In some cases, most notably the Yen and the gold sector of the stock
market, what we thought were 'oversold' extremes were surpassed by a
wide margin to the point where records that had held for 10 years or
more were equaled or broken. Other noteworthy extremes have occurred
in stock market volatility (the VIX reached its lowest level since
the first half of 2007) and gold market sentiment..."
Even greater extremes have since been reached, making us even more
out-of-synch with the markets. The question is: What do we do about
it?
The answer is: Not much. We'll learn from the experience, or to put
it more aptly we'll re-learn from the experience. In particular,
we'll re-learn the old lesson that when it comes to sentiment,
momentum and valuation there are no absolute benchmarks. But we
don't see a good reason to make substantial portfolio changes. We
have no inclination to react to the large price rises that have
occurred in some markets by increasing our exposure to those markets
and no inclination to react to the large price declines that have
occurred in other markets by reducing our exposure to those markets.
This is because nothing has happened to alter our long-term views.
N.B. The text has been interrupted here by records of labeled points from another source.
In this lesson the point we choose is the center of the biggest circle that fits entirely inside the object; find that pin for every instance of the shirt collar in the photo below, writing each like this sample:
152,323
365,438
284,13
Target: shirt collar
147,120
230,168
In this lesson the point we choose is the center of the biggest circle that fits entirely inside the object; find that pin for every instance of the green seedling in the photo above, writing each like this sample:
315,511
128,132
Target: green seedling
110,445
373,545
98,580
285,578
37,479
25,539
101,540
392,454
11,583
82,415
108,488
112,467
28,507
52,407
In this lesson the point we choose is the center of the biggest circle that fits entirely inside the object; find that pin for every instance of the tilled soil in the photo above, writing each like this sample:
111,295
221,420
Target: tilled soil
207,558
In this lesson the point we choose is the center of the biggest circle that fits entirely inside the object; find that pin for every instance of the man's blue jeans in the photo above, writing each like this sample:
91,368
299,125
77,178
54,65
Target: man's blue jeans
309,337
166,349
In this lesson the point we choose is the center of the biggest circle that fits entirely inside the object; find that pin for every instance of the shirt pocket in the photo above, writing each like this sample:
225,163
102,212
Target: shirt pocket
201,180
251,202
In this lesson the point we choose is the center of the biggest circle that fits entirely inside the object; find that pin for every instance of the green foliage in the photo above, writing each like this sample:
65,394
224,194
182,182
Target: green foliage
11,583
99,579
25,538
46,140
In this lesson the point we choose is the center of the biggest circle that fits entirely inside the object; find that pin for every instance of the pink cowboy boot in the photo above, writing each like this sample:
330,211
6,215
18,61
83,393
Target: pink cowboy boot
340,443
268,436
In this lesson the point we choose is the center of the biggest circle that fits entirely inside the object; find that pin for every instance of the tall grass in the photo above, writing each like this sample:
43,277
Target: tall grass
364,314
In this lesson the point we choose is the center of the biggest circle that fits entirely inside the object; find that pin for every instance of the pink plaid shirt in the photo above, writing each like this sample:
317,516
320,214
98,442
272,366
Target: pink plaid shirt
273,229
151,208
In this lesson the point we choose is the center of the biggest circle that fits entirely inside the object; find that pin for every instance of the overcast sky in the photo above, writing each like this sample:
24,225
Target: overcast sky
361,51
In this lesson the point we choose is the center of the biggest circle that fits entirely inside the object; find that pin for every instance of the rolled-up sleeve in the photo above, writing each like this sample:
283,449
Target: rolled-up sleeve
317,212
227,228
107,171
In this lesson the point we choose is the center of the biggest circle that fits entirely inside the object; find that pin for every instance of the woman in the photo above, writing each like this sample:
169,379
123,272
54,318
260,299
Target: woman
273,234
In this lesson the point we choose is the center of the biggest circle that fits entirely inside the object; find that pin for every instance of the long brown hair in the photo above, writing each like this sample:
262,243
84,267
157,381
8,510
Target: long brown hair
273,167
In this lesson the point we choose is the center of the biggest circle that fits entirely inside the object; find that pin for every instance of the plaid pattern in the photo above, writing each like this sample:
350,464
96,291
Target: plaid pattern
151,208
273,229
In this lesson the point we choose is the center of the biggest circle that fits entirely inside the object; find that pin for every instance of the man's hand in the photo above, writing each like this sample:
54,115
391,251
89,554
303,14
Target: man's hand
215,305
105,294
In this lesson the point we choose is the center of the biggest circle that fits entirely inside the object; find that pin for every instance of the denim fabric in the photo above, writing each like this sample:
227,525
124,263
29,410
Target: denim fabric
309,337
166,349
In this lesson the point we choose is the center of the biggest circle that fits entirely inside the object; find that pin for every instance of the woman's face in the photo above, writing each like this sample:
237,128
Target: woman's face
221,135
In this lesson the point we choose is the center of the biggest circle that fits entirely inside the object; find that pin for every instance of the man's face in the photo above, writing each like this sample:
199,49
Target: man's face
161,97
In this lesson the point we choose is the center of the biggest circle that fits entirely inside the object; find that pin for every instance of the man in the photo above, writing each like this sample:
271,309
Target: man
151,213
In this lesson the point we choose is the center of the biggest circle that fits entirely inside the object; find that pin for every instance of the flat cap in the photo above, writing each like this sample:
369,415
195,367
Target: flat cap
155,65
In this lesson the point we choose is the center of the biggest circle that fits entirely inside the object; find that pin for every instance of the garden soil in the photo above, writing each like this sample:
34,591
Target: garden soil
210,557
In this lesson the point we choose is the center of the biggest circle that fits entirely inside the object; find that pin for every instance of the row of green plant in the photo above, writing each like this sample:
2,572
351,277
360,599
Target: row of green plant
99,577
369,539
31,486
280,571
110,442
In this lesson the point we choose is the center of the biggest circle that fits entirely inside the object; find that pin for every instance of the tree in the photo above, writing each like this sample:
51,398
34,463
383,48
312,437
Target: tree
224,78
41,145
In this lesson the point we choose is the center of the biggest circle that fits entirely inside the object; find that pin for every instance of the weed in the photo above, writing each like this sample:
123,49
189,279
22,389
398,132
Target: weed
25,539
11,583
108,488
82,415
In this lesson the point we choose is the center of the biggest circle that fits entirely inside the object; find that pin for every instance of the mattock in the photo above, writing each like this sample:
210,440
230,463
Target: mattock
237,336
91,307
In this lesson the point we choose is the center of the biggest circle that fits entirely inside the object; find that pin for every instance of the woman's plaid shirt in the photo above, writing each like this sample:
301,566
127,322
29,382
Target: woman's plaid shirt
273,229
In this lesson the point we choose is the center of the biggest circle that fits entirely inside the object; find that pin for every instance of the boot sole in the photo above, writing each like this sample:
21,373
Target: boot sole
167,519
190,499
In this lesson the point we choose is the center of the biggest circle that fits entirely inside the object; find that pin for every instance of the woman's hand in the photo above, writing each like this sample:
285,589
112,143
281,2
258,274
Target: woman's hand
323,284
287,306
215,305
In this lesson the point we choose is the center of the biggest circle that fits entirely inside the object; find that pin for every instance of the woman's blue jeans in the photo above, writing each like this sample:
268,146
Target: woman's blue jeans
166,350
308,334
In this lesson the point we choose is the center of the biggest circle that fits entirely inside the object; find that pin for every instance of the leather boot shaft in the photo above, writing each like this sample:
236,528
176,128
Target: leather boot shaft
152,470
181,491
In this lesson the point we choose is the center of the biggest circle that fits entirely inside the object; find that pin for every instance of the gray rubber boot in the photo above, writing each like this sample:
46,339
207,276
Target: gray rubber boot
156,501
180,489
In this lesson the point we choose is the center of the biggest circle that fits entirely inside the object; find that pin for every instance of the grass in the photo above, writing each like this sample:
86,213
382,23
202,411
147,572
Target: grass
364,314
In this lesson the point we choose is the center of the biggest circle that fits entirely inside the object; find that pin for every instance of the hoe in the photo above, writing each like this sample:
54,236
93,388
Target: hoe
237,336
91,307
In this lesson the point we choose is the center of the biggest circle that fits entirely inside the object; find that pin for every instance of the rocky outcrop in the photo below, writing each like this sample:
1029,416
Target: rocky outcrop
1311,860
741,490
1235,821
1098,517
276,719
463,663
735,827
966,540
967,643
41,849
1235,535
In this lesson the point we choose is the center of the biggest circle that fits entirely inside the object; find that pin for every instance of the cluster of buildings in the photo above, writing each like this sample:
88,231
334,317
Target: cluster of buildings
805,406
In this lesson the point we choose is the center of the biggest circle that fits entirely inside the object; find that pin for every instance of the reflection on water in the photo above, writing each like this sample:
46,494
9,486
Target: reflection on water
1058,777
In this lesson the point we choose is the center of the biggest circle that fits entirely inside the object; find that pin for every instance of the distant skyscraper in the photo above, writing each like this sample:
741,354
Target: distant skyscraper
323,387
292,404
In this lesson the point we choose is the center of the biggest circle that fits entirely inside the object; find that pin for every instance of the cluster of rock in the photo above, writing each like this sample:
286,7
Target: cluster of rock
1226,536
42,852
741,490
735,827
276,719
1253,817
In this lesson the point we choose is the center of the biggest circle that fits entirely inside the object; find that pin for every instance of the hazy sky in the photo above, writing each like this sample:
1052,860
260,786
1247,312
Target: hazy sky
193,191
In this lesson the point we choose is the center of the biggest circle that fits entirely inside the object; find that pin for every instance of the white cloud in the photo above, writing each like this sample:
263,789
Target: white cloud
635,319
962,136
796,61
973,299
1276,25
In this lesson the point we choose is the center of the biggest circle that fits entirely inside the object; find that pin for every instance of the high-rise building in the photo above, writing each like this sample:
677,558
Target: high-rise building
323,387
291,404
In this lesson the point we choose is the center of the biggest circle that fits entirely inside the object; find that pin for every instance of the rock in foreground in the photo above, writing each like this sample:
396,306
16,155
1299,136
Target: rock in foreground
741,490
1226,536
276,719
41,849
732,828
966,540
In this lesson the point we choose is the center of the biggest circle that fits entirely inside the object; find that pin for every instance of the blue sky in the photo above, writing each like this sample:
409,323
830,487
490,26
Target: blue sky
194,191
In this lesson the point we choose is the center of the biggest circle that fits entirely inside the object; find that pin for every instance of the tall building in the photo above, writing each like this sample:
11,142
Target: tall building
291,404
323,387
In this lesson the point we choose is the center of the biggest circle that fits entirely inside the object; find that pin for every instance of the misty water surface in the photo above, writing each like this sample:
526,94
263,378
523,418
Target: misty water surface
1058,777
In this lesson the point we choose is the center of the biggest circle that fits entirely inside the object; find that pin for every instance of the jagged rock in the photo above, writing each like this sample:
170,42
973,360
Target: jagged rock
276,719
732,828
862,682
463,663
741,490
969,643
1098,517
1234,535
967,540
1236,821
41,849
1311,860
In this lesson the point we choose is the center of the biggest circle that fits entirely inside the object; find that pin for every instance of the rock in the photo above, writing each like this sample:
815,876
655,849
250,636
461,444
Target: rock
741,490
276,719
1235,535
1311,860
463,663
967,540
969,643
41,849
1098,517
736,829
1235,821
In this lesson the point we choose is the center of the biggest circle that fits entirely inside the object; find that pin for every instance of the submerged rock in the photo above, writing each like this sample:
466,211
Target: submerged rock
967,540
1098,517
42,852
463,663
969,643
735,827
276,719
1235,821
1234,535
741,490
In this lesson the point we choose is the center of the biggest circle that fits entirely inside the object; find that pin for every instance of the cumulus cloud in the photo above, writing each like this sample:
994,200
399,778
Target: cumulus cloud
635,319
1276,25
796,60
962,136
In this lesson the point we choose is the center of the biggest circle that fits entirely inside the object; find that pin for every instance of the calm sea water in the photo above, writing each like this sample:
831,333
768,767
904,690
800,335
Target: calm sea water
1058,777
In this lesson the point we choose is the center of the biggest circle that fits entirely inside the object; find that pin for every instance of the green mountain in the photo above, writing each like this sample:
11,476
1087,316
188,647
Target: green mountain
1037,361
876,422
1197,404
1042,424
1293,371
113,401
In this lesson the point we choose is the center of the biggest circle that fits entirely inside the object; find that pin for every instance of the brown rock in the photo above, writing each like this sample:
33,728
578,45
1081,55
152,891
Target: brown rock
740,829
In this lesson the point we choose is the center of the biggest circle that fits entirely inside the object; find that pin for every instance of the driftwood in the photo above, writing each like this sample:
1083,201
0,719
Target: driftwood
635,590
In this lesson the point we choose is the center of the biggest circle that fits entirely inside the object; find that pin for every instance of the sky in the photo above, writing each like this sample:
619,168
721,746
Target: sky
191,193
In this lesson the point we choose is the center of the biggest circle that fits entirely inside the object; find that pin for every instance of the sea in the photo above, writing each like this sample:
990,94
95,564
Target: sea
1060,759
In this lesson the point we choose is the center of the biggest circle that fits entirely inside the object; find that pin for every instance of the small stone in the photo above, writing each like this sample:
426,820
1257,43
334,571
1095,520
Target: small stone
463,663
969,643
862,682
In fact, the incredible extremes that markets have recently attained
are, first and foremost, reactions to policies that underline the
correctness of our long-term views even while they temporarily cause
prices to move rapidly against us. Also, when you are out-of-synch
with the markets in a big way the last thing you should do is get
more aggressive in a desperate attempt to quickly recoup your
losses.
To account for the reality that there are no absolute benchmarks
when it comes to the extent to which prices and valuations can rise
or fall, we use two tactics. The first is that we scale into and out
of positions gradually over time. The second is that we set limits
on the amounts of money that we will put at risk in any single
market, stock-market sector and individual stock.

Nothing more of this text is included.